After so many months of hard work, Doggerland: Knits from a Lost Landscape is finally available to pre-order through Ravelry. The first pattern will be the Ronaes Shawl (as seen in the photos) but I will write more about the shawl when I release it on June 10. The idea for the Doggerland collection first came to me when I was looking at artefacts in the National Museum of Denmark's Prehistory section.
I was looking at a bone antler fragment carved with beautiful, simple designs when my partner started reading aloud a piece about the lost region of Doggerland – a Mesolithic landscape now lost to the North Sea between the UK and Scandinavia (Mesolithic means "Middle Stone Age"). I loved the simplicity of the carved antler and I loved the story of a lost landscape that once formed a land bridge between Denmark (where I grew up) and Britain (where I now live).
The prehistory sections of The National Museum of Scotland and the National Museum of Denmark yielded much inspiration: worked flintstones, carved antler bones, well-preserved fykes, and excavated shell middens. Motifs and textures are either directly taken from Mesolithic artefacts found in the Doggerland region (or surrounding areas) or use them as visual cues. The Mesolithic period was characterised by very geometric designs: lines, dots, circles and simple shapes. Shapes and motifs you will find throughout the collection, both in the knitting patterns and the illustrations.
It is difficult to determine what types of textiles Mesolithic people made, what materials they used and how they wore their clothes.

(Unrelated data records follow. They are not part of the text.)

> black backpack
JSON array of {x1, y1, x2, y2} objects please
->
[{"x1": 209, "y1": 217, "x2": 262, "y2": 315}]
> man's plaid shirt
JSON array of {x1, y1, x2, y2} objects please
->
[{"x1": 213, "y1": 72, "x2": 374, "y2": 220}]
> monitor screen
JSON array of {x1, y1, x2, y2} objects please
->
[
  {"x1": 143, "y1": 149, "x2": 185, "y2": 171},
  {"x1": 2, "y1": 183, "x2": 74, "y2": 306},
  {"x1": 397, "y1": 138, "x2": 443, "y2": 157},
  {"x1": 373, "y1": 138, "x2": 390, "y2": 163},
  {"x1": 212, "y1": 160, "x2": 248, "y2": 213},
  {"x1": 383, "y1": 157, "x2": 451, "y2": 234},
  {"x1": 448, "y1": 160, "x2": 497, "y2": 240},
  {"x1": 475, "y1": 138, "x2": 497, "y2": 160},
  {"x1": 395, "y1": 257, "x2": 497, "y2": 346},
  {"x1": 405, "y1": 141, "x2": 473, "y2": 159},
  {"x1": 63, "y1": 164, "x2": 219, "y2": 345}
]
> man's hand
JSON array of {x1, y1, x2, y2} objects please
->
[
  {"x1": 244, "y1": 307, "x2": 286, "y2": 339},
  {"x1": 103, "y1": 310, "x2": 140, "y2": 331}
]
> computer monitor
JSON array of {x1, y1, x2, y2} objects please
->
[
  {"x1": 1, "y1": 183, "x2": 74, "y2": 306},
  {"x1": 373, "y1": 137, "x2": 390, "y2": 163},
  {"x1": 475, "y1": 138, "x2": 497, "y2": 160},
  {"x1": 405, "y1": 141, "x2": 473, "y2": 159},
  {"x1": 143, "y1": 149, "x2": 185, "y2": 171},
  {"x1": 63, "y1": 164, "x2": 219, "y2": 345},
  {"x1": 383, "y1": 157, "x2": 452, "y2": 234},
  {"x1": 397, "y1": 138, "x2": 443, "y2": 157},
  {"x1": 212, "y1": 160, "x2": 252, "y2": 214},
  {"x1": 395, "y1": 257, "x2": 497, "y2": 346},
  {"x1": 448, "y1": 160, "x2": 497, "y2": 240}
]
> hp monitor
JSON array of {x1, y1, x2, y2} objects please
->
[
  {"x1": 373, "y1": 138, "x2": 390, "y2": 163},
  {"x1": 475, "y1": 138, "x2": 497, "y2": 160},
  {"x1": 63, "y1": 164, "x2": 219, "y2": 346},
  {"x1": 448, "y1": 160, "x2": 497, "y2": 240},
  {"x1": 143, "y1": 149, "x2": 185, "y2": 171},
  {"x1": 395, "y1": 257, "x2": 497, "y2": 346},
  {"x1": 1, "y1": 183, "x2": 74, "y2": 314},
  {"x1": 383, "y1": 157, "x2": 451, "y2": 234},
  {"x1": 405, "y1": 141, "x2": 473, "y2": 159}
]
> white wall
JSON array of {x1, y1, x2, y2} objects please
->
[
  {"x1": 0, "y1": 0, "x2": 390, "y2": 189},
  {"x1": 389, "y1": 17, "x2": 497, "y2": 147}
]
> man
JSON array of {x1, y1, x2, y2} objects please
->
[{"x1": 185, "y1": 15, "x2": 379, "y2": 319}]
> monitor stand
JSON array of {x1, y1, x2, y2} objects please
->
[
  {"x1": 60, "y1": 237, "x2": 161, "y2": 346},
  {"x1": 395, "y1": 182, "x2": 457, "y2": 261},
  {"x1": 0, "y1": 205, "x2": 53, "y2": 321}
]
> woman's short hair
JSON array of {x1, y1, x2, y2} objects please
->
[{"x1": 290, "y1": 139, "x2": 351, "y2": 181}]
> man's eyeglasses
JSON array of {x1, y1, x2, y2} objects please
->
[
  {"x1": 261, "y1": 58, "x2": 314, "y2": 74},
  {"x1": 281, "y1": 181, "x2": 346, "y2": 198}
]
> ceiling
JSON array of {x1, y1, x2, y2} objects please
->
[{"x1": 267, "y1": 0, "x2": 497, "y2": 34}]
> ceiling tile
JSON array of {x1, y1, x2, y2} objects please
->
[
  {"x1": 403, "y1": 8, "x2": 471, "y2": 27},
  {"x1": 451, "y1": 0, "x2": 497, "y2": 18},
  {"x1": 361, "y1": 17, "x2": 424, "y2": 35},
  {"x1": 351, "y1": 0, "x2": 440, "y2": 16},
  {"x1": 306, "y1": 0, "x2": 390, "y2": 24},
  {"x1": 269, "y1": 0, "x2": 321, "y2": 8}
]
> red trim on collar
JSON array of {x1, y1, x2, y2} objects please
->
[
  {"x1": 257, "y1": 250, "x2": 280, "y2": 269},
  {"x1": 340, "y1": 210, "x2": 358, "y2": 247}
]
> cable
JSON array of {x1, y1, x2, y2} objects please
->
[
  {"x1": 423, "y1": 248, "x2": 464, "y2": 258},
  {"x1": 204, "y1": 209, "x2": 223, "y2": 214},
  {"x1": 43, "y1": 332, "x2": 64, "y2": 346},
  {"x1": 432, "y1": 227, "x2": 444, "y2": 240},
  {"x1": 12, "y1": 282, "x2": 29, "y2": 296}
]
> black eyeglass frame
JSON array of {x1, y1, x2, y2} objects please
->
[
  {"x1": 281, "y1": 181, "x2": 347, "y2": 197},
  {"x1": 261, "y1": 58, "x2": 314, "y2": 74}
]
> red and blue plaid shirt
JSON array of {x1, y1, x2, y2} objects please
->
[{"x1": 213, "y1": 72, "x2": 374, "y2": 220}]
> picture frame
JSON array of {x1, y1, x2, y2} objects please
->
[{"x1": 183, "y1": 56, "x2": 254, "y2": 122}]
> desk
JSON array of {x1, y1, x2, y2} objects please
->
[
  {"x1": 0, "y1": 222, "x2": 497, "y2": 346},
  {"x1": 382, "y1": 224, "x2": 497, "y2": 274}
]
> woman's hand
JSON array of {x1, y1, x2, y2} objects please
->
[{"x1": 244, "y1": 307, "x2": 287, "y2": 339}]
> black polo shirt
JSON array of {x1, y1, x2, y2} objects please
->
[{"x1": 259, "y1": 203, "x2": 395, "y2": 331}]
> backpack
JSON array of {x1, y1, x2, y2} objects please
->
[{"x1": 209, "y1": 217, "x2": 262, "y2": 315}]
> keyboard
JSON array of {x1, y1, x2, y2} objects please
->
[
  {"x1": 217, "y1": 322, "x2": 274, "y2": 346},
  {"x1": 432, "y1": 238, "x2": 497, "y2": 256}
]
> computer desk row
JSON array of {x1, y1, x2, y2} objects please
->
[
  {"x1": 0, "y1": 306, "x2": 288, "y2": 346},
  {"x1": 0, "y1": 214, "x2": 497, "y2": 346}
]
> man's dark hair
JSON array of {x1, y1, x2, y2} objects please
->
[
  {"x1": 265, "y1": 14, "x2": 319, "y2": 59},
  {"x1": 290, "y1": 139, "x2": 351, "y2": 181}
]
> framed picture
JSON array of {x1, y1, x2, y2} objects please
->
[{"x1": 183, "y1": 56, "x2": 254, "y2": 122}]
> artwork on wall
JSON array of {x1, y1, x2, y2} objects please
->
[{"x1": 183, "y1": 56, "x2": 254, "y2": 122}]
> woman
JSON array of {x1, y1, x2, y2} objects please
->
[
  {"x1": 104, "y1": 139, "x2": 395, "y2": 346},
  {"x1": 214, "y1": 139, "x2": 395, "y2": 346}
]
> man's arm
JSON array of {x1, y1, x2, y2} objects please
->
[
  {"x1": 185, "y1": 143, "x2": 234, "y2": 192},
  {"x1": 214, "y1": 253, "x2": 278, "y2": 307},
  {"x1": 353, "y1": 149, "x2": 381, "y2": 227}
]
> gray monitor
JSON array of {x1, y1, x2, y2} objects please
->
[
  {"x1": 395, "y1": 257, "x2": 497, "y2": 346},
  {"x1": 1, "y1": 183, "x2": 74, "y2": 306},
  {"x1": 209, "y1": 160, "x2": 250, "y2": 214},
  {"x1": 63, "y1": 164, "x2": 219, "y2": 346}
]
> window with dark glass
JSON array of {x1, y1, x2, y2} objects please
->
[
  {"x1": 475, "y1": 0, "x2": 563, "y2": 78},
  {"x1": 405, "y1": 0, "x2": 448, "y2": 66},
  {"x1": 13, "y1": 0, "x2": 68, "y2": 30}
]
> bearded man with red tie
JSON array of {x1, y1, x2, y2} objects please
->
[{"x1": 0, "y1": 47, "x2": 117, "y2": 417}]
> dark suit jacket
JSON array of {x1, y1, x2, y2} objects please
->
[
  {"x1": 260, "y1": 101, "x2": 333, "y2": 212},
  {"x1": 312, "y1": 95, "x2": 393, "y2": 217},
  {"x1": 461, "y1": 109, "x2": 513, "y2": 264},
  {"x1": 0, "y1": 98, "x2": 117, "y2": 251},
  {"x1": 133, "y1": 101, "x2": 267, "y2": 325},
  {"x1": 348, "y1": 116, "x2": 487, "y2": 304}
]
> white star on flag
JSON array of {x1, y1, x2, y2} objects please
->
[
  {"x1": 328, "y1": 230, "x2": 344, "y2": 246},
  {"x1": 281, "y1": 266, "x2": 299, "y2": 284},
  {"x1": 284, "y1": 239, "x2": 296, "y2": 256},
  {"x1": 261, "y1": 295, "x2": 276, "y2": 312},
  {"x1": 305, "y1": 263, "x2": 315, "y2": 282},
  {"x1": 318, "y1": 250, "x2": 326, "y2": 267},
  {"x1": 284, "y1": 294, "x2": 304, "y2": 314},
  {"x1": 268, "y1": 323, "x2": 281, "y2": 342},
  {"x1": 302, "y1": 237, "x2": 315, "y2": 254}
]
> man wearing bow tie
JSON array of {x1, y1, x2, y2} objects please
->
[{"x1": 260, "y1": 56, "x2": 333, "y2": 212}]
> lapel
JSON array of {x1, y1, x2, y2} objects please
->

Textiles are made from organic materials and therefore they decay over the thousands of years between the Mesolithic Era and today. Occasionally archaeologists unearth tiny treasures: a maritime excavation off the coast of Denmark discovered one single thread of spun plant material, for instance.
The Doggerland collection does not seek to recreate Mesolithic textiles - but it wishes to prompt the imagination. Choose your materials with care - and think about the landscape and environment to which they belong.
Designing this collection was an exercise in psycho-geography for me and I would like to think that knitting these designs will become a journey through your personal landscapes too. I wanted to tell the story of a lost landscape but also remind you that we all walk in landscapes like Doggerland. Where we live was once covered by sea and in time will once again be covered.
The Mesolithic hunter-gatherers who lived 10,000 years ago were not all that different from you and me.
Doggerland: Knits from a Lost Landscape is available to pre-order until June 10. It costs £12 which is a special pre-order price (on June 10 going forward it will cost £15). The patterns will be released every few weeks and will be available as single downloads at £3 each.
Phew. I feel emotionally drained now!